Polly Vernon
RECENTLY, THE internet got its knickers in a twist over women overusing the phrase ‘no worries if not!’, thereby undermining any attempt to demand things they truly deserve (money, work, consideration, et cetera). I took a moment to contemplate my own occasional deployment of the phrase, then concluded that when I use it, I do so not because I lack confidence as a lady (I don’t), or because I suffer from impostor syndrome (I really don’t. Far from thinking I don’t merit the status, dosh and respect bestowed upon me as a journalist, I actually think I’m wildly underestimated and deserve more)…
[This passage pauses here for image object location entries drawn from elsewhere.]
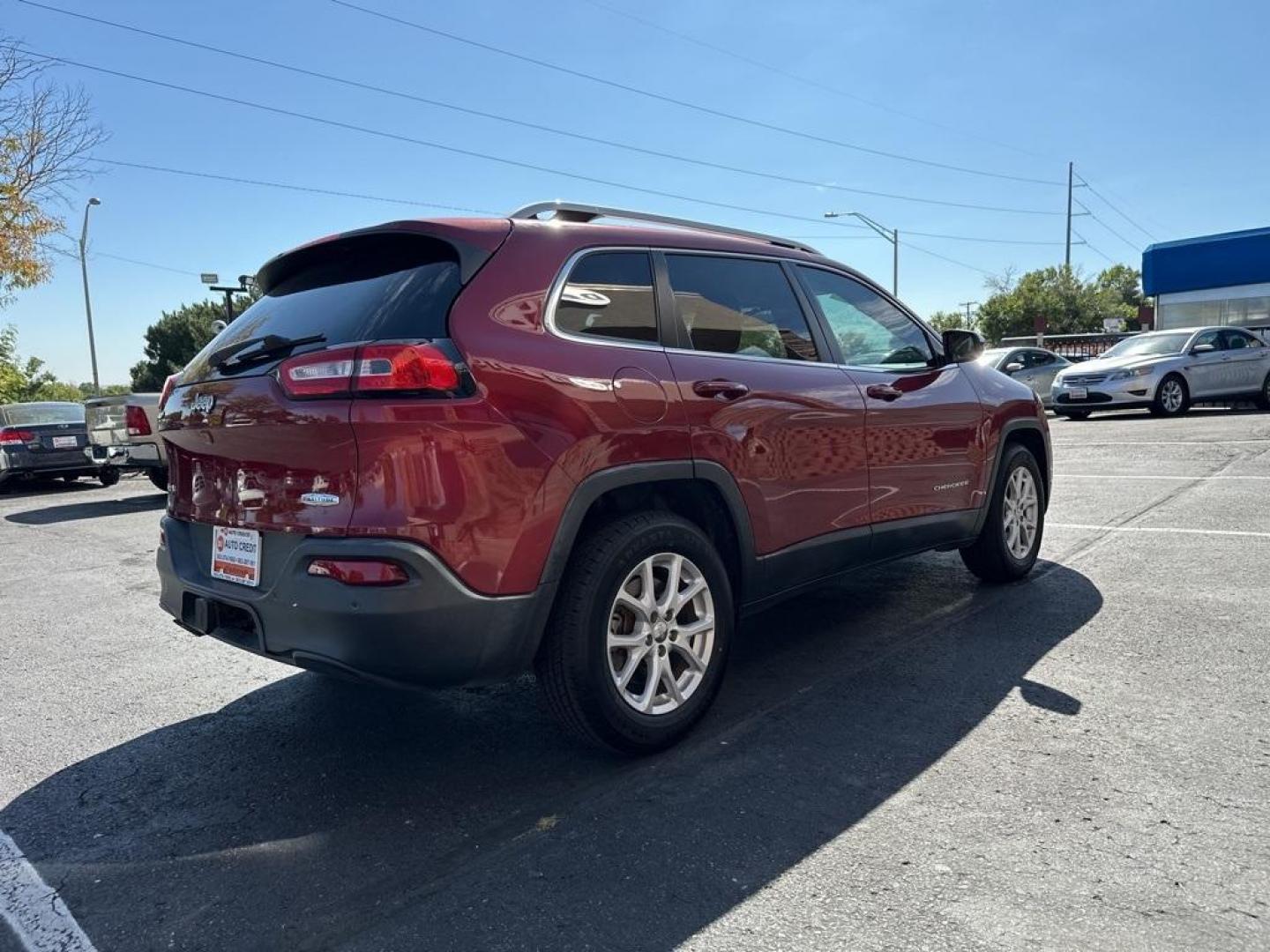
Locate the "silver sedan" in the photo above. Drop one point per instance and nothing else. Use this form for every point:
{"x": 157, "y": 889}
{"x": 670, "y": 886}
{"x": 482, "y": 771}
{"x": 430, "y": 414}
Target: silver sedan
{"x": 1166, "y": 371}
{"x": 1034, "y": 366}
No. When I ‘No Worries If Not!’, I do it because I’m English. It’s not my sex that conditions me to come over all snivelling genuflecting pass-agg don’t-mind-little-old-me, every once in a while; it’s my nationality. It’s a gazillion years of the class system and a meticulously regimented queuing instinct and an inability to take the last blue maize tortilla chip from the sharing bowl that make me this way.
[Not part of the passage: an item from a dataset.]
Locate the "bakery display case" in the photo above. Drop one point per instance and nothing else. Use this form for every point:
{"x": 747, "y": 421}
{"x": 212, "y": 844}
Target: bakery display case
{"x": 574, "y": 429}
But the internet had no truck with my perspective, decreeing instead that No Worries If Not is definitely a feminist issue, and until women learn to quash their urge to apologise for their every want and need, we can have no hope of achieving sexual equality! The heart of the problem (the internet continued) is that, as a gender, women are pathological people pleasers.
I had to stop the internet there, because I do not hold with the notion of ‘people pleasers’. I am definitely not one, and I’ve never met a self-identifying example of the breed that I liked. It is my experience that those who consider themselves people pleasers are the wider cultural equivalent of the job candidate who, during the interview process, answers the question: ‘What is your biggest fault?’ by claiming to be a perfectionist.
She who imagines herself a people pleaser truly believes she’s Just Too Nice For Her Own Good. A veritable slave to kindness! Run ragged, she is, responding to the endless, contradictory needs of everyone else, literally everyone but her poor neglected lovely nicey nice peoplepleasing self !
Now, quite apart from the fact that anyone this invested in the myth of their own selfless exhaustive sweetness is blatantly lying (to themselves, and by extension, you), it’s important to remember that people pleasers stand for nothing, and no one. Their loyalties, views, schedules and perspectives morph to suit those of whoever they’re attempting to people-please next. They’d rather dodge confrontation and be liked, than risk defending a genuine opinion or a genuine friendship, so they don’t bother having any. They’re snakes in meek, martyred, hard-done-by lil’ lambs’ clothing, and they must be stopped! So very many worries if not.